As in the well-known Chinese fable, Mulan successfully keeps her identity secret. Her warrior’s intuition develops as she grows up and finds her qi. In the live-action version, qi is closer to what many in the West might think of as “The Force” of Star Wars fame. This analogy is hard to ignore. Several mentors in the movie say, quite literally, that Mulan’s “qi is strong.” Without more cultural context, this dialogue rings hollow, a parroting of familiar lines with the Star Wars franchise.

Uninspired dialogue aside, this live action version of the tale remains a “coming of age” story in a very Western sense. This creative choice plays well with the movie’s target audience of families with young girls.

Keeping to Confucian Tradition

The live-action version explicitly bridges the traditional Chinese story of the Ballad of Mulan (by Guo Maoqian) with Disney’s animated version. Thus, the weight of the legend is more completely brought into the story. Sassy and snappy dialogue are left out, making room for a more earnest story line. The movie’s fantastical elements also seem more grounded to the legend.

Unfortunately, to keep the plot moving, the movie lops off connections in subplots and between characters. For example, we never see the consequences of Mulan’s dishonorable behavior for her family. Mulan’s relationship with her warrior comrades seems uncritical and superficial. The relationship between Mulan and Xianniang are one dimensional hero-villain … until it’s not.

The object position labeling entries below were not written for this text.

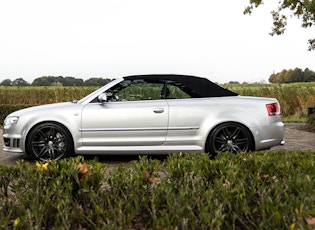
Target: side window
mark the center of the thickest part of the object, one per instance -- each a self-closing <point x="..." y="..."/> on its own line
<point x="176" y="92"/>
<point x="139" y="91"/>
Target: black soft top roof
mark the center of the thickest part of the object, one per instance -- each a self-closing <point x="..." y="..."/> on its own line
<point x="194" y="86"/>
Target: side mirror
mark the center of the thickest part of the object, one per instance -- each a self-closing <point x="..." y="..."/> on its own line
<point x="102" y="98"/>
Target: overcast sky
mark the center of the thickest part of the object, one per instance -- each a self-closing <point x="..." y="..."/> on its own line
<point x="113" y="38"/>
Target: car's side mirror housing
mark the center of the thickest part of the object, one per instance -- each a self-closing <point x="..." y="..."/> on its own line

Notably, the “virtues” of warriors etched into her father’s sword are Loyal, Brave, and True. But the story centers more around family than blind loyalty to the Emperor. Ultimately, the question becomes, who does Mulan pledge her loyalty to? On the surface, military service suggests the Emperor. In terms of the story, her loyalty remains with her family and the conflicts this creates through her choices.

Enter the Controversy

These story weaknesses may be attributable to script changes required by Chinese censors. The government aggressively uses access to the lucrative Chinese market as an inducement to discourage stories that might otherwise explicitly or implicitly criticize China or its government. In fact, Disney shared the script with the Chinese film board, and made substantive changes to the movie.

Government officials considered the animated movie’s emphasis on personal empowerment as too Western. Playing down obvious individualism in favor of Confucian tradition was one creative compromise. Another might have been an ambiguous historical setting that presents the Emperor as benign, although this would have been consistent with legend.

Heavy-handed shaping of stories from outsiders, whether they are governments or production companies, inevitably limits creative expression (hence the popularity of “director’s cuts” of many films).

Human rights activists organized a boycott to protest the film’s production in Xinjiang. This northwest province is home to Uighur Muslims who are experiencing brutal repression under the Chinese government’s crackdown on dissent. The explicit thanks and acknowledgement to China’s government for helping them make the film is particularly galling to many.

Bottom Line

The human rights violations by the Chinese government are real, disturbing, and worthy of condemnation. The validation of repression is an inevitable consequence of choosing to film in a country with a repressive government. At least the acknowledgements make this collaboration transparent.

Politics aside, Mulan is a worthy heroine for contemporary times for younger audiences. Ultimately, Mulan remains a well-produced, engaging, and largely western film that bridges East and West. The individualism embedded in honoring one’s qi, and how personal actions can benefit community and family, are honorable story lines.

Samuel R. Staley, Ph.D., is director of the DeVoe L. Moore Center, a market-oriented think tank in the College of Social Sciences and Public Policy at Florida State University in Tallahassee and a Research Fellow at the Independent Institute.